The php script and the log in question are probably in the kernel's aggressive
block layer cache. The new files created by rust are potentially new and
uncached, mean that it must be loaded from disk. Therefore the rust version is
probably just losing time on disk access.

Quick test: review whether or not the rust version runs faster on the second
execution.

Also or alternatively: use a profiler or copy the rust program to an in-memory
block device (ramdisk) prior to access.

------
fortran77
This is an interesting discussion. It seems that it's possible for i/o to be
slow in Rust, and the PHP regex engine may be very good....

------
Thaxll
Rust doesn't make an average code implementation fast. Even naive mistakes
like buffering / allocation make things really slow.

------
stunt
In regard to all bad criticisms PHP receives, I believe the language and
ecosystem influence the way developers think.
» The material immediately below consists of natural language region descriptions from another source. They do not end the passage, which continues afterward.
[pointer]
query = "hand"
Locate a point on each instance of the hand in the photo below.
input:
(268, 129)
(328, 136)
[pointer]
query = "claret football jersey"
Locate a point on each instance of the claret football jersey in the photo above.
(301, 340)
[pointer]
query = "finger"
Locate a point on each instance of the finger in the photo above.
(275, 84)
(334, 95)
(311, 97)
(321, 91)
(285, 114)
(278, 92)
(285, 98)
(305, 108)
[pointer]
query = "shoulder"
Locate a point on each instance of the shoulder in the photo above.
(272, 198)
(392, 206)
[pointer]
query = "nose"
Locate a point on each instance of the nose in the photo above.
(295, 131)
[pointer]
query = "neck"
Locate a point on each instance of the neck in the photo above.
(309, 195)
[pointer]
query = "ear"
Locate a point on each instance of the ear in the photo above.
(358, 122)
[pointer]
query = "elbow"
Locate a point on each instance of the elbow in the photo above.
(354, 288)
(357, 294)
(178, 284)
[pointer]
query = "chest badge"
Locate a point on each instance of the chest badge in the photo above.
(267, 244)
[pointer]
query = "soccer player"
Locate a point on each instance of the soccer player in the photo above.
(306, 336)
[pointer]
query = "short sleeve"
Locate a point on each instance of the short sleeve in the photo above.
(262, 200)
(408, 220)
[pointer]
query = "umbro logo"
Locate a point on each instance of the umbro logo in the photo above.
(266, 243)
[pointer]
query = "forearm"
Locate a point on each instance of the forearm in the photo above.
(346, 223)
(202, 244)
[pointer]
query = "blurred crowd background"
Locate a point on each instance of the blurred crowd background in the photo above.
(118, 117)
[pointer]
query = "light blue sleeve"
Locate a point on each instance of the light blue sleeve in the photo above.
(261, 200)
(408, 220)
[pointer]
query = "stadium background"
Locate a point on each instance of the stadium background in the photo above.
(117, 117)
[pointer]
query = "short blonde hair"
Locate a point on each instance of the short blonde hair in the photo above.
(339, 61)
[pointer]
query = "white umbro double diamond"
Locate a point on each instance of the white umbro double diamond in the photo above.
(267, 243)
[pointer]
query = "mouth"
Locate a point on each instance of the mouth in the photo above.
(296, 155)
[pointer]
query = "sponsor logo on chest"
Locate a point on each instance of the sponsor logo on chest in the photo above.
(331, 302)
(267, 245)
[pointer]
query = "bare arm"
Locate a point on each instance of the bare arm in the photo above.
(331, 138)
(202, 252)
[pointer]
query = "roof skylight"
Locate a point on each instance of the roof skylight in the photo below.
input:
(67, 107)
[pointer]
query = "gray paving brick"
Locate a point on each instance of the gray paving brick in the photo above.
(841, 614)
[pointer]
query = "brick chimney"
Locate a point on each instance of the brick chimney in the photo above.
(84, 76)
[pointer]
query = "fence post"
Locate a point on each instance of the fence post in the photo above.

A bad language/ecosystem can
dictate bad practices and bad design choices because that’s what the language
encourages them to do. I remember every PHP-4/5 training course starting by
mixing PHP and HTML.

Majority of developers write crappy code even on a decent environment. But
there is so much old and bad PHP code out there as a result of many years of
teaching how to right bad PHP code that nothing can stop these bad criticisms
forever.

I don't write PHP at this moment but I know PHP7 made major improvements. PHP
is still a very good choice for rapid web development and fits for many
startups, small, and medium size business, and there are many successful
examples to back it up.

------
alephnan
Regarding the slowness of Go in the benchmarks linked in the article,
[https://medium.com/@dgryski/speeding-up-regexp-matching-
with...](https://medium.com/@dgryski/speeding-up-regexp-matching-with-
ragel-4727f1c16027).

There are tradeoffs with PCRE vs RE2 instead of just raw speed.